Afghanistan: Where did US go wrong in fight against Taliban?

WION Web Team
New DelhiUpdated: Aug 16, 2021, 06:05 PM IST

Photograph:(The New York Times)

Story highlights

Many factors came together to create a chaotic situation that saw astonishing gains by Taliban which was an underground insurgent group just a few days ago

The chaos and utter collapse of Afghan government power in Afghanistan has strongly drawn attention to the way US fought its longest war and the apparent speedy exit that was followed by rapid gains by Taliban. The insurgent group entered Kabul on Sunday. It was believed that the national capital would hold on against Taliban for weeks but the matter came to a head in mere days and hours.

The rapid deterioration of Afghan situation has not only damaged US President's political stature but has also raised questions at US policies.
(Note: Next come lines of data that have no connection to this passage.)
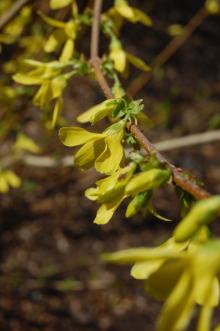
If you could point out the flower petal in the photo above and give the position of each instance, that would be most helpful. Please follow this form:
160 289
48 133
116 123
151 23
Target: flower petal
106 211
74 136
97 112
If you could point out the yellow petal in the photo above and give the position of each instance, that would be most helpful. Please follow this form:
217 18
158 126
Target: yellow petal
70 29
44 95
52 21
86 156
204 322
67 52
92 193
138 63
56 112
109 161
74 136
12 178
206 291
123 9
26 144
57 4
26 79
96 113
118 56
142 270
51 44
4 187
202 213
105 212
147 180
58 84
177 310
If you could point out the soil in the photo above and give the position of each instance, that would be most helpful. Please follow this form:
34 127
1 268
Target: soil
51 274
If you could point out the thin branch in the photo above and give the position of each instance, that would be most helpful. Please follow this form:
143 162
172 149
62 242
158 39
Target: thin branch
178 177
68 160
95 29
168 51
7 17
191 140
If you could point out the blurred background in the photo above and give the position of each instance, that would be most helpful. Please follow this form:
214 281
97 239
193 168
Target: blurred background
51 275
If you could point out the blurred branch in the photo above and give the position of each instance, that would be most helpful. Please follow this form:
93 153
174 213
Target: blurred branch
168 51
67 161
7 17
179 179
191 140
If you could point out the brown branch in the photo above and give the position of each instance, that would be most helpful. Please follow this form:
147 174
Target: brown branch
168 51
95 29
178 177
7 17
68 161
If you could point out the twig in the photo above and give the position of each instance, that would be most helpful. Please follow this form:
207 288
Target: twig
178 177
191 140
11 13
168 51
68 161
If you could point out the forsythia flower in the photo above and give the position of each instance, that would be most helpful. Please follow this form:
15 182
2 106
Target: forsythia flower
52 84
98 112
202 213
65 32
8 178
24 143
121 58
103 150
185 274
111 191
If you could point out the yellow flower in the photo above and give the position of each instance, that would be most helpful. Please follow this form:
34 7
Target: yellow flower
24 143
8 179
103 150
98 112
111 191
203 212
121 58
65 33
52 84
184 273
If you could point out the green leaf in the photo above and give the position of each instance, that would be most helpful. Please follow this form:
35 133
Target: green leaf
138 63
147 180
57 4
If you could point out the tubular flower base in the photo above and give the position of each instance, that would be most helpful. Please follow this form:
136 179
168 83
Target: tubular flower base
102 150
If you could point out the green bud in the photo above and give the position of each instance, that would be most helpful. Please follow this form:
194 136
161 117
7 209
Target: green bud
137 203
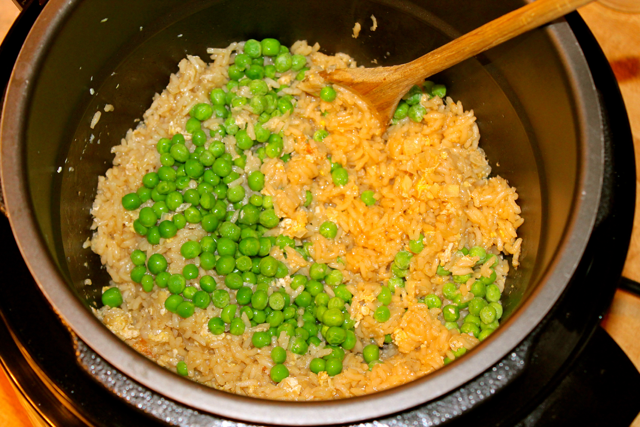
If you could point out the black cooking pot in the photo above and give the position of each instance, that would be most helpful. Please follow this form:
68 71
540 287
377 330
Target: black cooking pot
538 111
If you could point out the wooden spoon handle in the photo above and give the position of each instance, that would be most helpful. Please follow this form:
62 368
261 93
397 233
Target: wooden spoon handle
487 36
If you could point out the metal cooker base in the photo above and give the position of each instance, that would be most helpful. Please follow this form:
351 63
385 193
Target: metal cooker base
560 375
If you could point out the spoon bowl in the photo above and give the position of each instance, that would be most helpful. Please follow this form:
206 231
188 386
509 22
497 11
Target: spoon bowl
383 87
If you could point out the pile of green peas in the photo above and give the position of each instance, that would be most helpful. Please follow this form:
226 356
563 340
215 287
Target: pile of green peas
410 105
199 186
313 317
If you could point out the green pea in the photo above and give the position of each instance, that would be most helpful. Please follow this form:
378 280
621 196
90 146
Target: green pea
488 314
328 94
304 299
333 317
276 301
402 111
220 298
416 246
498 308
225 265
328 229
190 249
333 367
450 313
216 326
472 318
478 289
385 295
403 259
439 90
270 47
370 353
318 271
484 334
190 272
112 297
208 284
416 113
433 301
320 135
278 373
259 300
138 257
147 283
131 201
176 283
340 177
283 62
476 305
470 328
173 302
493 293
298 346
201 299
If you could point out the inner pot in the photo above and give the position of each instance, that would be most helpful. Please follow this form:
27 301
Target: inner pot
534 99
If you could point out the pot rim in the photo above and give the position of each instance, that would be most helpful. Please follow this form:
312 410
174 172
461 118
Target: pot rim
88 328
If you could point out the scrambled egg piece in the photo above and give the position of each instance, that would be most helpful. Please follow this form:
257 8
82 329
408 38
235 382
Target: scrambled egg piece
120 323
291 385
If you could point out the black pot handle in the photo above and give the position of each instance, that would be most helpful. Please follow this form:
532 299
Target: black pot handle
10 48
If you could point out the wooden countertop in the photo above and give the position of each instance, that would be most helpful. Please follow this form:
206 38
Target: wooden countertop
617 33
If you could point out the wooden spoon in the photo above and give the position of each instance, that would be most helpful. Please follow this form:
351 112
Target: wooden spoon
383 87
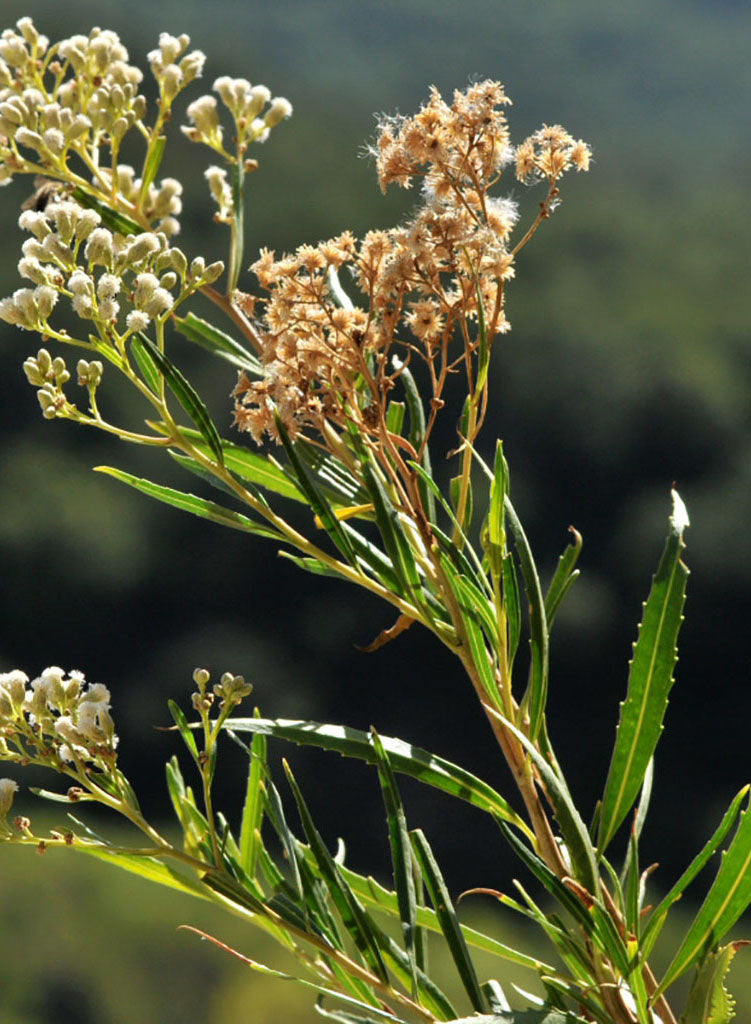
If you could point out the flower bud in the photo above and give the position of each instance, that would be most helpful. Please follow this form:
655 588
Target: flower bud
279 110
8 788
99 248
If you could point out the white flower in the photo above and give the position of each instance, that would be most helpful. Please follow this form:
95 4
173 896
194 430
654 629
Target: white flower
7 791
137 321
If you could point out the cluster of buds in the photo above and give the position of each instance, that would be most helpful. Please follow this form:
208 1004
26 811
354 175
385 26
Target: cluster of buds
161 203
91 96
252 109
48 375
172 68
89 374
79 94
230 691
71 254
57 720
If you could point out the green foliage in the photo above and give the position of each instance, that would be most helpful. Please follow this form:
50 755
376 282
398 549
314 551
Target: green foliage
328 380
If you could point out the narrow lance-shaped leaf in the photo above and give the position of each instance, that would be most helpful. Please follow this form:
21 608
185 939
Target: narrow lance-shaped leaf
217 342
535 696
112 219
496 513
237 177
192 503
353 915
394 539
404 757
255 797
151 167
657 919
573 828
319 502
467 602
709 1001
565 576
639 819
650 681
417 431
186 395
145 364
401 854
448 920
727 898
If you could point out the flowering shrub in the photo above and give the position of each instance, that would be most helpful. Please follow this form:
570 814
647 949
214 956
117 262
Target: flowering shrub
343 356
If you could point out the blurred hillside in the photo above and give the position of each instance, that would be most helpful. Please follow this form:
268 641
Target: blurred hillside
628 368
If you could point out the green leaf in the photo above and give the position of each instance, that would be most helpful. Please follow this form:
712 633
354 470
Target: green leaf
496 513
145 364
393 536
455 485
709 1001
192 503
565 576
417 431
318 501
573 828
543 1016
630 875
217 342
468 601
448 920
334 478
353 915
394 417
483 342
405 759
261 969
548 879
145 867
255 798
261 470
371 893
727 898
112 219
401 854
535 696
649 684
151 167
237 178
513 606
657 920
186 395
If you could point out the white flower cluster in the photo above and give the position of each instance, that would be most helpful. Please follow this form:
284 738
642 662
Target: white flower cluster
55 719
48 375
93 94
80 93
71 254
246 102
170 68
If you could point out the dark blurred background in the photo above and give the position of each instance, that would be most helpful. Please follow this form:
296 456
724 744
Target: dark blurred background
627 369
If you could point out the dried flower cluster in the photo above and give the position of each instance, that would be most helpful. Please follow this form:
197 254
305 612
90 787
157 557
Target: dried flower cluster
56 720
330 359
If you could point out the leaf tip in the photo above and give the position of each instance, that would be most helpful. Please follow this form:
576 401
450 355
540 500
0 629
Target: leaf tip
679 516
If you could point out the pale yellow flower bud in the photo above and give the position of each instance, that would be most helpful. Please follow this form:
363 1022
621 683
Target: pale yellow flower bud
8 788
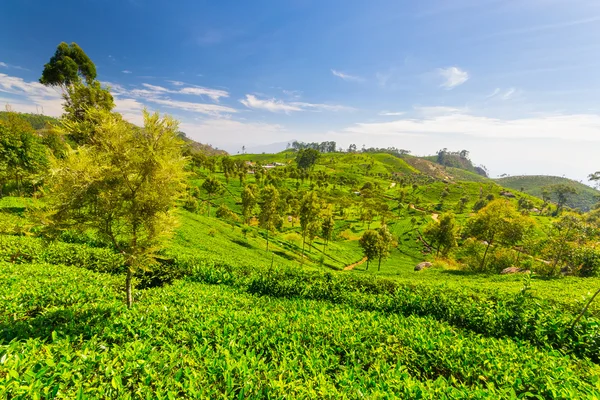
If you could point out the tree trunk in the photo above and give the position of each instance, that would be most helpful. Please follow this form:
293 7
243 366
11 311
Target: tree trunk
267 240
128 291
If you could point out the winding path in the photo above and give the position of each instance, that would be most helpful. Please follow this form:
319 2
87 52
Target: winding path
356 264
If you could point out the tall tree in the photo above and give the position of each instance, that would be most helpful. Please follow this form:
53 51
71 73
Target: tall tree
22 154
310 209
68 65
497 223
442 233
212 187
123 186
385 244
369 242
269 216
327 229
248 201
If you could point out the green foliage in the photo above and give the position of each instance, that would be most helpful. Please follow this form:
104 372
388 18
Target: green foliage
442 233
65 331
68 64
534 185
123 186
498 223
307 158
23 157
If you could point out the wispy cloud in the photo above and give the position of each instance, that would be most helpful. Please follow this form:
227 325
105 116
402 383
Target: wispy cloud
504 95
176 83
276 106
391 113
6 65
453 77
557 126
346 77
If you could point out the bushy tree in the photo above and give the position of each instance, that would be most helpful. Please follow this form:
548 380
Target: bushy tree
269 216
369 242
212 187
385 244
307 158
310 209
248 201
123 186
442 233
22 154
497 223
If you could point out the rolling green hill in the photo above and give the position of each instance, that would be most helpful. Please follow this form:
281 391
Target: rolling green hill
585 198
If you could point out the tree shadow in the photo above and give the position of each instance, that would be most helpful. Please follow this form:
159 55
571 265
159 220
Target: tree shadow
66 322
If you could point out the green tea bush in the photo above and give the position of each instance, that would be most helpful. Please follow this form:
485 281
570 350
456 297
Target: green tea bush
67 334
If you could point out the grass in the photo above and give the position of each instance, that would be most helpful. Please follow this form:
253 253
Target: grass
67 334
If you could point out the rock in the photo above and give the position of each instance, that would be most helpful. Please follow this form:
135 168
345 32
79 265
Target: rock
514 270
423 265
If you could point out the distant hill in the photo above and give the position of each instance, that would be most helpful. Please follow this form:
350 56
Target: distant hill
456 159
585 198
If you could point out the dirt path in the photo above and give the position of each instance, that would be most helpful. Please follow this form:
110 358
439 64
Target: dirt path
356 264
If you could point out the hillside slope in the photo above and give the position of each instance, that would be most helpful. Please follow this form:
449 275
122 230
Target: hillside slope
585 198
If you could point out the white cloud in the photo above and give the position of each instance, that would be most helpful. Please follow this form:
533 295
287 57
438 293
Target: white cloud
154 88
567 127
274 105
453 77
346 77
223 132
208 109
390 113
509 93
30 96
214 94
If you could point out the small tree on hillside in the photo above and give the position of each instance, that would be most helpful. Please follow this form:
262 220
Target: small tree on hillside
310 209
123 186
498 223
307 158
327 229
563 194
385 244
268 217
369 243
248 202
442 233
212 187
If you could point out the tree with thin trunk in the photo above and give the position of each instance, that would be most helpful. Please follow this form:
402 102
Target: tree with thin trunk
370 245
385 244
123 185
327 230
269 215
212 187
498 223
442 233
310 209
248 202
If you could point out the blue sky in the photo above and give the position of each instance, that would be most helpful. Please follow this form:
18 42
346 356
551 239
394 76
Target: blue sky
514 82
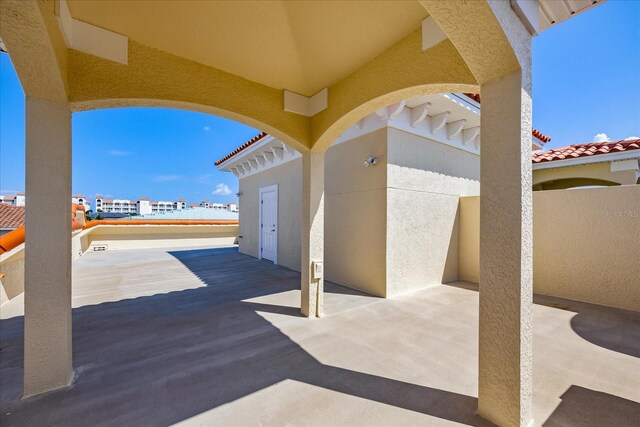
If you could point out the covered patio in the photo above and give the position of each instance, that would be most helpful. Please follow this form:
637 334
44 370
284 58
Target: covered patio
322 67
214 337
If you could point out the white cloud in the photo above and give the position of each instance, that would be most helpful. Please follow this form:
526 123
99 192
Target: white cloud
119 153
222 190
205 178
601 137
166 178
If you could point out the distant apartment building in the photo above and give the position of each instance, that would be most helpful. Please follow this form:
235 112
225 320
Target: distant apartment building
231 206
79 199
18 199
140 207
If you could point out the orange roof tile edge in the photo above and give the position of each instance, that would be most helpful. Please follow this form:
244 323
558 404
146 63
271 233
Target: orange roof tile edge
535 132
244 146
475 96
586 150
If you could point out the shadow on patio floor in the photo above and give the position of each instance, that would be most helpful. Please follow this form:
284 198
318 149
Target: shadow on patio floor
611 328
165 358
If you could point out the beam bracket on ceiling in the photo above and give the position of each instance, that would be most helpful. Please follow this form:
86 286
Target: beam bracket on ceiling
306 106
90 39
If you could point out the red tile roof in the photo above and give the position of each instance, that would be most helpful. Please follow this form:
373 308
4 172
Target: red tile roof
535 132
586 150
11 216
244 146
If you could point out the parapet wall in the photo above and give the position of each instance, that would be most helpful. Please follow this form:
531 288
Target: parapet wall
586 244
116 237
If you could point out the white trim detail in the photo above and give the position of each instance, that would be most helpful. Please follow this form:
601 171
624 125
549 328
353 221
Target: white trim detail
419 113
306 106
432 34
438 122
262 190
527 11
454 129
90 39
265 154
625 165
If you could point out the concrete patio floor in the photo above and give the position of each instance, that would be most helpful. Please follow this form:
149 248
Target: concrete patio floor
214 337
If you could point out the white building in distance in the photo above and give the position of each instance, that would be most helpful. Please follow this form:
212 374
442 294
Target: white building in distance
79 199
17 199
140 207
231 206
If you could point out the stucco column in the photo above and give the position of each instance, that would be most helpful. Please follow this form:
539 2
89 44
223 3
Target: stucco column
47 297
312 249
506 287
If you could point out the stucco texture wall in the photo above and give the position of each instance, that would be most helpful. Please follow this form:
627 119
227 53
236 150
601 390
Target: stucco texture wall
593 171
355 214
585 244
288 177
425 180
118 237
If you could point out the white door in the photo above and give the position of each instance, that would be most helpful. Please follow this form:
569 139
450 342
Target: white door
269 223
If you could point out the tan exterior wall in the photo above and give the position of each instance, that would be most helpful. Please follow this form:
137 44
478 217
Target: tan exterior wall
585 244
12 266
288 177
117 237
469 240
425 180
598 171
355 214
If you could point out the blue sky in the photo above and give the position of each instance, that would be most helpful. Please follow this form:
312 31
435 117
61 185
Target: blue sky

The war against Taliban appears long lost an analysis has begun as to where things went wrong.

Where did Pentagon go wrong?

Wrong equipments in hands of not competent enough soldiers


After toppling the Taliban in the aftermath of 9/11 attacks in 2001, the US started building an Afghan army in its own image. USD 83 billion were spent to set up and arm the Afghan army

However, the US model meant huge dependence on air support and high-tech communication network. Such an approach was less likely to be effective in a country where only 30 per cent of population has access to reliable electricity supply.

Airplanes, helicopters, drones, armored vehicles, night-vision goggles: the United States spared no expense in equipping the Afghan army. It recently even provided the Afghans with the latest Black Hawk attack helicopters. 

However, many Afghans who were part of the army were illiterate young men and the infrastructure in the country could not support the cutting edge military tech that was being used.

Pull out of US military contractors


In addition to the pullout of US troops, it was also decided to withdraw US contractors who played a key role in supporting US logistics.

"We built an air force that depended on contractors for maintenance and then pulled the contractors," Ronald Neumann, a former US ambassador to Kabul under President George W. Bush, told NPR public radio

Unpaid and unfed


Worse, the salaries of the Afghan army had been paid for years by the Pentagon. But from the moment the American army announced its planned withdrawal in April, responsibility for those payments fell on the Kabul government.

Numerous Afghan soldiers have complained on social media that they not only have not been paid in months, in many instances their units were no longer receiving food or supplies -- not even ammunition.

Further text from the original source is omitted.